Apesar das fracas condições meteorológicas, o secretário-geral da CAP explica que, nas últimas semanas, os cereais ainda conseguiram beber do resto da água que estava no solo mas nem assim terá sido suficiente, tendo afetado “o normal desenvolvimento” destas plantas, “o que terá impacto na qualidade e quantidade das produções” para o resto do ano.
Seca deverá pressionar preços mas não haverá escassez de bens
“Se a seca fosse só em Portugal, vale o que vale. Mexe pouco nos preços a nível europeu. Mas também há seca em Espanha, Itália, França… e quando estes países, que são grandes produtores, são afetados, é preocupante“, alerta a Associação dos Jovens Agricultores de Portugal, recordando que, em 2022, o preço do azeite subiu cerca de 50% face à evolução dos preços no país vizinho. “Nos cereais, seguramente, também o preço do que é produzido em Espanha vai crescer“, aponta.
Da parte da Confederação dos Agricultores Portugueses, “num cenário de subida dos custos de produção ou de redução da produção, torna-se inevitável o aumento do preço dos produtos disponibilizados aos consumidores”. Ainda assim, descarta qualquer cenário de escassez de bens alimentares, dada a integração de Portugal no mercado comum da União Europeia.
Ao ECO/Capital Verde, o Ministério da Agricultura explica que ainda não é possível “prever, nem calcular o impacto da seca nos preços de venda final ao consumidor”, mas ressalva que as evoluções estão a ser acompanhadas pelo Observatório de Preços – Nacional é Sustentável.
“Incompetência” do Ministério “roça níveis impensáveis de insensibilidade”
Para os dois porta-vozes dos agricultores, é “inadmissível” e “grave” que o problema da seca continue sem uma resposta estrutural da parte do ministério liderado por Maria do Céu Antunes.
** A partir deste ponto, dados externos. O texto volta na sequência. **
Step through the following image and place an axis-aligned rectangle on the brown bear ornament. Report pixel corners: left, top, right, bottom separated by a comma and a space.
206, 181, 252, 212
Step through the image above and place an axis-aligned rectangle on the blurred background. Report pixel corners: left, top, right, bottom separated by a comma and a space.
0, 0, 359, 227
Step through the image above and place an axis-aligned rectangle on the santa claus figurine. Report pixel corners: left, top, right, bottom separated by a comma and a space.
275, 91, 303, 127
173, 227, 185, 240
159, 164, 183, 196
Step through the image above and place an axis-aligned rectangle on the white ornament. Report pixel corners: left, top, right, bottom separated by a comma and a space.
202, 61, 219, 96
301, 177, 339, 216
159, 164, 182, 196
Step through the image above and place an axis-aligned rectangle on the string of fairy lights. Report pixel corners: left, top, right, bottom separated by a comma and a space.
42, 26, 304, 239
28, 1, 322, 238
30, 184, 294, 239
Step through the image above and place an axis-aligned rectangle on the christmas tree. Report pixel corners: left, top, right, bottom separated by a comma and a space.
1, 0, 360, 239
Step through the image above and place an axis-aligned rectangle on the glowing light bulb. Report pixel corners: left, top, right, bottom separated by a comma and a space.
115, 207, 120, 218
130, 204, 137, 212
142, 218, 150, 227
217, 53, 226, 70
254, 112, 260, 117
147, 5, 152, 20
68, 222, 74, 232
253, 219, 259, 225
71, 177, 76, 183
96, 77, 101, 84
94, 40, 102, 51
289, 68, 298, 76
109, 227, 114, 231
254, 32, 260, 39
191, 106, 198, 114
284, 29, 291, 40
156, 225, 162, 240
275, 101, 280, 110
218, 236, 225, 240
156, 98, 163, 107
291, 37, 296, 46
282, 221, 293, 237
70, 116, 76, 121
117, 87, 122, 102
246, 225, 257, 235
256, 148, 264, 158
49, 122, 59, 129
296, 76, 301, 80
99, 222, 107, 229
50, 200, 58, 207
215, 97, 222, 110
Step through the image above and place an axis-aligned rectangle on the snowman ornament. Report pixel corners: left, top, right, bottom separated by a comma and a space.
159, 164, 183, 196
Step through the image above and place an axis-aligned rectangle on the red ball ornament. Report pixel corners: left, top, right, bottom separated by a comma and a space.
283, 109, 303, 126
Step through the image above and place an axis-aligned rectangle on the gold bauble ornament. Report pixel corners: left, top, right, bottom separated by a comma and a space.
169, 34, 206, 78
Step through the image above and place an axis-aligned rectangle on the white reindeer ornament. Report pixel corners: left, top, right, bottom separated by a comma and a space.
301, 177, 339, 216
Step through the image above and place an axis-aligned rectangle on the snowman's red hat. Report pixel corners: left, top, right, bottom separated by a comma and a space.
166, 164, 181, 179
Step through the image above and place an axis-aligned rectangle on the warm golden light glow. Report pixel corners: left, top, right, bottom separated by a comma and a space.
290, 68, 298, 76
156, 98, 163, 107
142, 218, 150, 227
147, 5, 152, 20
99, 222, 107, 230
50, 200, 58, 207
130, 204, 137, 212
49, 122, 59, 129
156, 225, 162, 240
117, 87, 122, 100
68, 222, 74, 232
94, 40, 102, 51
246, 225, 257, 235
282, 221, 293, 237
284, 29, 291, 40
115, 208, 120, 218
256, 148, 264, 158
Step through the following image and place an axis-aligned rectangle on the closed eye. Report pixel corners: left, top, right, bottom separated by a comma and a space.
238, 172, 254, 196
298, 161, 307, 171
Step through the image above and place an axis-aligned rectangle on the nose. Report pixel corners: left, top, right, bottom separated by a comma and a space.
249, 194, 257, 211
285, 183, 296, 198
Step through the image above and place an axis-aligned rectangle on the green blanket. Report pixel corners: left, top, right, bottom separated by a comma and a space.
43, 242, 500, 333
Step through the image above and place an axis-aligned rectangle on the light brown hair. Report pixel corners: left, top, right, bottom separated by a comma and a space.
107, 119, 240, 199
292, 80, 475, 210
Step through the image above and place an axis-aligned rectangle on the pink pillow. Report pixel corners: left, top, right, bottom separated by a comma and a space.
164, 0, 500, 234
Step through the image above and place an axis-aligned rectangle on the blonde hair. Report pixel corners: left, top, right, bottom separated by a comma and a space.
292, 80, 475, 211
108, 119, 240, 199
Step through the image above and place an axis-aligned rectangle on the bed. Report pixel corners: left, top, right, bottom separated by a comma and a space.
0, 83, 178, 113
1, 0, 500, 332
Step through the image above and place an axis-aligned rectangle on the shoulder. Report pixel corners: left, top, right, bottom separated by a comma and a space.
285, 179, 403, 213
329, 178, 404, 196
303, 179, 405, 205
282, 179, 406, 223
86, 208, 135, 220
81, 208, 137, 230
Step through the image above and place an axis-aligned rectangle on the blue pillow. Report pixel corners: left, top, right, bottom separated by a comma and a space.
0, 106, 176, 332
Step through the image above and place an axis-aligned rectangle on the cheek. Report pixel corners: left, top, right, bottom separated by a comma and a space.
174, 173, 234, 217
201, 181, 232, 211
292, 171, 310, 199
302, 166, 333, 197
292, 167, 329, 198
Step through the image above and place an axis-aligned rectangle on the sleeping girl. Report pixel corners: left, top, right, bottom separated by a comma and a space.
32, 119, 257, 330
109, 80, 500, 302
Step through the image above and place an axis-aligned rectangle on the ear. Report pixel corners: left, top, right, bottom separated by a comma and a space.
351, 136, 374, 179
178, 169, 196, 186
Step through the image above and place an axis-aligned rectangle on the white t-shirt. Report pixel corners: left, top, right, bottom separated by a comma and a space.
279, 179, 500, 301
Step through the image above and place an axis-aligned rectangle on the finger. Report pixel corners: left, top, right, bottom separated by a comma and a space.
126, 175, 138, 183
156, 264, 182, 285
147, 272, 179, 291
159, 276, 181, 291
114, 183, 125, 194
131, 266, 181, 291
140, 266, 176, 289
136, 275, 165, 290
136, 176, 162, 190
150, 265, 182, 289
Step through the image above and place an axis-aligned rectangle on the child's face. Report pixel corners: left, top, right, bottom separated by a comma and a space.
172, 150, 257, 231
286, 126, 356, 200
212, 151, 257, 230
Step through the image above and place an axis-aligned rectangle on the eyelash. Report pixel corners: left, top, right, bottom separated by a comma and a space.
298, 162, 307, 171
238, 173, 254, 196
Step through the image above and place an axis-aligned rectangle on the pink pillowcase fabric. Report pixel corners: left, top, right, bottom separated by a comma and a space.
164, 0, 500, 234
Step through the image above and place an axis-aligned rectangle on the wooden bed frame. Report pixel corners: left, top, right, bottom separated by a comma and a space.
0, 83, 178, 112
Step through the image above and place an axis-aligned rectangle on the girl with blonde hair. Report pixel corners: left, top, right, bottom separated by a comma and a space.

O secretário-geral da CAP acusa o gabinete de manter “tamanha inércia e falta de visão estratégica”, considerando que existem medidas estruturais “que há já muito tempo deviam estar em marcha para tornar o país mais resiliente a este flagelo”.
Já o diretor-geral da AJAP defende que sejam inauguradas “entre quatro a cinco Alquevas no país”, argumentando que devem existir “mega barragens para alimentar as restantes que têm pouca capacidade de reserva e acabam por secar no verão, altura em que o país precisa de água”.
“Esta inércia, se não fruto da incompetência que se instalou no Ministério da Agricultura, começa a roçar níveis impensáveis de insensibilidade para com não apenas o setor agroflorestal, mas também as populações de um território que agoniza sem água“, refere Luís Mira.